We end the series with a former top-5 pick of the Suns, Alex Len.

Player: Alex Len

Age: 24

Contract situation: $4.1 million expiring this season

Role on Suns: Backup center

Season stats: 42 games played, 8.4 PPG, 8.1 RPG, 1.3 APG, 55.5 FG%, 73.7 FT%

Current standing

After going through summer as a restricted free agent, Len has responded to settling for a qualifying offer by having a career year.

Moving with more energy across the court, Len has proven he’s a great rebounder, fine rim protector and his high-post skills of passing the ball aren’t completely dead, revived in Jay Triano’s offense.

He still has limited upside due to his poor finishing around the rim and lack of any individual offense, but a simplified game has done him wonders.

Trade outlook

Kevin Zimmerman: It would take a desperate team to take on Len, and even then, don’t expect the Suns to acquire much more than a second-round pick or the equivalent talent of a former second-round pick in any deal.

There would need to be a serious injury to a key player for a team to trade for Len, whose expiring deal could give a team a half-season of a look to see if he’s worth investing in long-term. For example: If the Miami Heat lost Hassan Whiteside, maybe they get desperate to acquire a similar player. Outside of that very theoretical case, what other team relies upon a center to that extent that Len would be desired?

To be fair, he does hold some value. He’s been reasonably effective on defense, to the same degree as his aging mentor, Tyson Chandler. Offensively, Len has taken small steps forward. It’s still a toss-up when he dives to the rim, struggling to hold onto the ball and allowing smaller players to block or swipe at it. But when he does gather and keep the ball safe, he’s been solid scoring around the cup.

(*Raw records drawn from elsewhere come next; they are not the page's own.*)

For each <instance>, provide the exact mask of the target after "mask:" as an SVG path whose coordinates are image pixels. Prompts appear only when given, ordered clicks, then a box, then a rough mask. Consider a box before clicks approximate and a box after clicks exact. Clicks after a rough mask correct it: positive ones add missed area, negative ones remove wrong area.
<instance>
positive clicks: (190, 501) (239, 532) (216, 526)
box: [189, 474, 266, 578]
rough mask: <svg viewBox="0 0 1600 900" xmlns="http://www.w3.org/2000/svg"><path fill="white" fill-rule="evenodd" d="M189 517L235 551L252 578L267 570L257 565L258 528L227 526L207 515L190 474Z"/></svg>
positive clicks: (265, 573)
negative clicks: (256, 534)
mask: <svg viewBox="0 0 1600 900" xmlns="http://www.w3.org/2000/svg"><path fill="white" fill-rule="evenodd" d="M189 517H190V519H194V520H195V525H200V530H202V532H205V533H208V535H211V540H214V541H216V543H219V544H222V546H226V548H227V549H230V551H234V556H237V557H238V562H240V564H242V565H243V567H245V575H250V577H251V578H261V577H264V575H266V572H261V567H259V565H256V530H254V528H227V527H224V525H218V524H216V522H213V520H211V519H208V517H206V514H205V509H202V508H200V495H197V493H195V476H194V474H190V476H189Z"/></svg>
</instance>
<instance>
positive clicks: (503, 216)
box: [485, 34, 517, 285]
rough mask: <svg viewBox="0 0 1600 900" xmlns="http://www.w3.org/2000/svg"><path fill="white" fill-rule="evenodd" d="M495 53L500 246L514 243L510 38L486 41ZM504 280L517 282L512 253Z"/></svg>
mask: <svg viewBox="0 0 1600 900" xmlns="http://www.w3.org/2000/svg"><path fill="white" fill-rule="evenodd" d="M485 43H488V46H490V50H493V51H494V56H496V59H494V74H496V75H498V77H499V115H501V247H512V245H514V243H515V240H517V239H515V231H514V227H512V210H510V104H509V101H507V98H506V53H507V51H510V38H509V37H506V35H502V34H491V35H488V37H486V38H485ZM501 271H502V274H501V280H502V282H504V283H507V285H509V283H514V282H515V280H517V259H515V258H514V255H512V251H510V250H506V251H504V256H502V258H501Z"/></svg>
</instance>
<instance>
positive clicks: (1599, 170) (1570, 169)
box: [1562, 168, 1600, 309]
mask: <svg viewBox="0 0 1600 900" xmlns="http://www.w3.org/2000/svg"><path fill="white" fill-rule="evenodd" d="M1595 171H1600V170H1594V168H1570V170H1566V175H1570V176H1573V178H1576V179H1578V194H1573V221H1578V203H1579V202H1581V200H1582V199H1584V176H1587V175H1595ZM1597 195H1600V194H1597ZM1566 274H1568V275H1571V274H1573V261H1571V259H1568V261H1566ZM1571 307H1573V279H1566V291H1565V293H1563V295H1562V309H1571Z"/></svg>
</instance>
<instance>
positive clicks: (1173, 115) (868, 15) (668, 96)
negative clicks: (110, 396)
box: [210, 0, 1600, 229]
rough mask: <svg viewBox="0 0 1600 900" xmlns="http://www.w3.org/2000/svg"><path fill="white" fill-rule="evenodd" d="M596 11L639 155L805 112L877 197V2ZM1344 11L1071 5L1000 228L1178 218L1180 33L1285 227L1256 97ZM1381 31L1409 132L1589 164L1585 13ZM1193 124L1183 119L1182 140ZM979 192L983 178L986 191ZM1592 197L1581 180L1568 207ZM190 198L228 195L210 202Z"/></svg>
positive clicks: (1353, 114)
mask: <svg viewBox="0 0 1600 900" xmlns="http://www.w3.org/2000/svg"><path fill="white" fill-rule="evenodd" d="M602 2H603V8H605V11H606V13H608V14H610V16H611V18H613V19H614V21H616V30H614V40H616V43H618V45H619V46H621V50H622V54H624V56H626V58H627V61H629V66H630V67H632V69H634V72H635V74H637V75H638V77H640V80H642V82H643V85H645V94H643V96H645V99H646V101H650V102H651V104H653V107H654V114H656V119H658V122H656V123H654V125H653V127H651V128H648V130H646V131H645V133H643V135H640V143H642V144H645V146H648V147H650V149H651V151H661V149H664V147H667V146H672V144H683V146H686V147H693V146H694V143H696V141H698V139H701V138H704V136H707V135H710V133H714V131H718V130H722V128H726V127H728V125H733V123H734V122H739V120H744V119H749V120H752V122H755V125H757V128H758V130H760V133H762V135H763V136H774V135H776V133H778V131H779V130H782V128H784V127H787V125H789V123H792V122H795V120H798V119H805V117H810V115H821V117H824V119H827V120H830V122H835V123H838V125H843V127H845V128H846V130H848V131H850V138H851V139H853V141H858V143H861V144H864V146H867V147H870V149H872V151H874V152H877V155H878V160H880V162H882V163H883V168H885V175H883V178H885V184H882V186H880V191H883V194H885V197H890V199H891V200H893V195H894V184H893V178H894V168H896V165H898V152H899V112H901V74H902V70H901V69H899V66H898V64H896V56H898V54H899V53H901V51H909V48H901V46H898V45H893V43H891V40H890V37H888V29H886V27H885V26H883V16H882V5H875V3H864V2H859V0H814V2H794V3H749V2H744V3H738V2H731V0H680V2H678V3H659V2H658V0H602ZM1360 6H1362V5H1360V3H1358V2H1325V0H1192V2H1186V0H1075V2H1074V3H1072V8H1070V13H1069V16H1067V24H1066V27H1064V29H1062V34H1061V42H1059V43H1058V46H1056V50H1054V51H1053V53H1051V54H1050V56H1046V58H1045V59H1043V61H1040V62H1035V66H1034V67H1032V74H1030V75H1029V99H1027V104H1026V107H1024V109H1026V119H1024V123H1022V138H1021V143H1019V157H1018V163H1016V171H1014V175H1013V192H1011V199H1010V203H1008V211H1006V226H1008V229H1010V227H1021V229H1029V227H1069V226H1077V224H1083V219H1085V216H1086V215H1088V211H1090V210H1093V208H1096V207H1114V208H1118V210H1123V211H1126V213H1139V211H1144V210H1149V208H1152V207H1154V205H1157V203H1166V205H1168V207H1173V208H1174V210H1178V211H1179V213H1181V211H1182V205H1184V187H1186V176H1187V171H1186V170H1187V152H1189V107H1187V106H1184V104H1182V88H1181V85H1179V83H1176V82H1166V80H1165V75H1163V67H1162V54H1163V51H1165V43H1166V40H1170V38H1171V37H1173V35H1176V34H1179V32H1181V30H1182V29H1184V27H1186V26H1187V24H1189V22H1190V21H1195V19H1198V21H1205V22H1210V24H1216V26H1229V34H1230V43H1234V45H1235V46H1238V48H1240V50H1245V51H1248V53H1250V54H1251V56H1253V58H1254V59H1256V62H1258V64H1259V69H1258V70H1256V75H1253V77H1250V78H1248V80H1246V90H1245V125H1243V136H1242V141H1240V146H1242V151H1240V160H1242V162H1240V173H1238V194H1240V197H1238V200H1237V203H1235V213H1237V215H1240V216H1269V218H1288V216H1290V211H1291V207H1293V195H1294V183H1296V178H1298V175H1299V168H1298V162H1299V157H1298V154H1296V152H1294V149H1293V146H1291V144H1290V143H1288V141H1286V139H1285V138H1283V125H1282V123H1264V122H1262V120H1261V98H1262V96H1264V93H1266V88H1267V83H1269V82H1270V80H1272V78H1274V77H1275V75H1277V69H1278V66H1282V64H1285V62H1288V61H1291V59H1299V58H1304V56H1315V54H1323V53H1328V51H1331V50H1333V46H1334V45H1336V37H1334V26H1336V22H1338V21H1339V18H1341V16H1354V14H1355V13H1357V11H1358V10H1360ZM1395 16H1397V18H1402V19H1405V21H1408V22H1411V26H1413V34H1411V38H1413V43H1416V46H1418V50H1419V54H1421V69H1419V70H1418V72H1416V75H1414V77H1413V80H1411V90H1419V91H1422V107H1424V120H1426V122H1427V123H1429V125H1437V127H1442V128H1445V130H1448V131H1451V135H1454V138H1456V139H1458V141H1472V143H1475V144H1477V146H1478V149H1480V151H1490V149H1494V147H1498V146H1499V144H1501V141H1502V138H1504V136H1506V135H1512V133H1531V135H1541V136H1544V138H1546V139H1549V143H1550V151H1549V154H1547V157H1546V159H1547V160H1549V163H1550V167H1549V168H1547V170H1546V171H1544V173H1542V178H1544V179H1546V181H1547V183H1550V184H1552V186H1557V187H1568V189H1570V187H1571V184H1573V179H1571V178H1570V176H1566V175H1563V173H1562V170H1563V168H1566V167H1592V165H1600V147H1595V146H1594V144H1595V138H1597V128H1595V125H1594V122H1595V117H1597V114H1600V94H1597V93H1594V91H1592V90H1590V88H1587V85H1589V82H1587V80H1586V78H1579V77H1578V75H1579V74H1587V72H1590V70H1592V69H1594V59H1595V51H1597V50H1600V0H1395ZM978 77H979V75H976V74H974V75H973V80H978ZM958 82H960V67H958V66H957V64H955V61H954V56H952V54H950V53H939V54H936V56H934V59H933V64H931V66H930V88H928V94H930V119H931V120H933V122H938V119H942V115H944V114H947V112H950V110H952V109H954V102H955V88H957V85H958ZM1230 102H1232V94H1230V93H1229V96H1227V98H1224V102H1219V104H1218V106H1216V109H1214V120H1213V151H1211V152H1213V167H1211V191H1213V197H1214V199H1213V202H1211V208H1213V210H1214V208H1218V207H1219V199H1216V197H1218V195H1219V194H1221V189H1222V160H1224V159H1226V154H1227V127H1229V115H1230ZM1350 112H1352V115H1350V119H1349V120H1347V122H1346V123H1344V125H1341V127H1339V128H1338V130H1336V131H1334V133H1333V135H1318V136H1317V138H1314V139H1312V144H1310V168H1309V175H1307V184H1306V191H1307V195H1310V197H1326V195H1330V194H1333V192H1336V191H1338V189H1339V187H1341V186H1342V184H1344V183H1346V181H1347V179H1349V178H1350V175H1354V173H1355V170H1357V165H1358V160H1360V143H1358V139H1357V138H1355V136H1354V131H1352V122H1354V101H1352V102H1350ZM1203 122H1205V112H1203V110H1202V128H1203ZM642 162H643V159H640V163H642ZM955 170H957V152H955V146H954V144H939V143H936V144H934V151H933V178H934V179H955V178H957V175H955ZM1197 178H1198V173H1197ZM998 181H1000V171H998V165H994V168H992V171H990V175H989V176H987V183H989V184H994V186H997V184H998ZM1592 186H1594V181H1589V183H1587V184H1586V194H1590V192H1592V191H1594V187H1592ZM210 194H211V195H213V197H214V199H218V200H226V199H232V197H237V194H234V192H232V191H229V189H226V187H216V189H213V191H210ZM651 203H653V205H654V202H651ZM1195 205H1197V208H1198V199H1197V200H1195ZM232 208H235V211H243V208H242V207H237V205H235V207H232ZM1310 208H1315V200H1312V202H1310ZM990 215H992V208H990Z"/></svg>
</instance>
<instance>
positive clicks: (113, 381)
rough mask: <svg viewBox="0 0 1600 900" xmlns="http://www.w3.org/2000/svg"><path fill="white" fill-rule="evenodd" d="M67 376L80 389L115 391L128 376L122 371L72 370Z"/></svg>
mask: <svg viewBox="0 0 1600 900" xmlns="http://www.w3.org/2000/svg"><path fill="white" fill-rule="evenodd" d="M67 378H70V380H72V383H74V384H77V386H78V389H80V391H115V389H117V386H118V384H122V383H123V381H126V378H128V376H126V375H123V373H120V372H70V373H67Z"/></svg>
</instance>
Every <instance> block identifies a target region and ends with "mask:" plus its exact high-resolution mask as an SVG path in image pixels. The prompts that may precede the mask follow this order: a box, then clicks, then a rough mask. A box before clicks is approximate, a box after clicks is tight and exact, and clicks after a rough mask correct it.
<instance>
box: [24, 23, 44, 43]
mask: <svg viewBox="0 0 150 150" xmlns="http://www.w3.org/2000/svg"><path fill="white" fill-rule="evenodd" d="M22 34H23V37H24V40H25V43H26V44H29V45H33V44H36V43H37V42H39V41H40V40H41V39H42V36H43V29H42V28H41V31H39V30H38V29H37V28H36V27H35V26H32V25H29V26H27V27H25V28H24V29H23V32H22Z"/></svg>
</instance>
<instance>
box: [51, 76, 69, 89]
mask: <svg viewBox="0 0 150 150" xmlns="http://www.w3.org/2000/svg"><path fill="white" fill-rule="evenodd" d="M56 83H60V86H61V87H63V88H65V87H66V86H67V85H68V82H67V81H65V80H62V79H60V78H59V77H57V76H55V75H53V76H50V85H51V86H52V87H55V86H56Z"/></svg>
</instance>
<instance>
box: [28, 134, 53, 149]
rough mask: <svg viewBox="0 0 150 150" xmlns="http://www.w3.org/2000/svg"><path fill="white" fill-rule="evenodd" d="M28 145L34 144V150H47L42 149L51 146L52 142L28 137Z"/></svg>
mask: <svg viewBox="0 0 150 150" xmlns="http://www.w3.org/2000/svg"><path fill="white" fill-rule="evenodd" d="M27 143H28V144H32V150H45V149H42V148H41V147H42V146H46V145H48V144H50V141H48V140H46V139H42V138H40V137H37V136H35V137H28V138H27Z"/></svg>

The most promising improvement to his game is his passing ability as the Suns have run the offense through him, where his handoffs and high-post passing has surprised.

The first question regarding his trade value is whether the Suns have seen enough of him and want a small asset in return — or if they want to retain him and build around the flashes of good he’s delivered since signing the qualifying offer this summer. But the looming issue that there is little demand for a true center on an expiring deal, even if that deal isn’t hard to fit on most salary caps.

Kellan Olson: For the reasons just mentioned, there’s no reason for the Suns to trade Len despite him clearly not being the team’s top center for the present and future.

The 2018 NBA Draft could very well dictate how the Suns go about his situation. The Suns have two big needs at center and point guard, and luckily for them, the top-10 of the class is filled with ’em.

Luka Doncic, Trae Young and Collin Sexton could be at the floor general spot while Deandre Ayton, Mohamed Bamba, Marvin Bagley III and Jaren Jackson Jr. are possible interior presences.

If the Suns draft one of those four bigs, they could have them play with Chandler and have Alan Williams serve as the team’s third big. That leaves no room for Len, and he can move on.

If they don’t draft a center, though, bringing back Len on a short-term deal isn’t out of the question.

For that reason, along with the current role Len serves on a second unit that has had some great moments this year, he should stay put.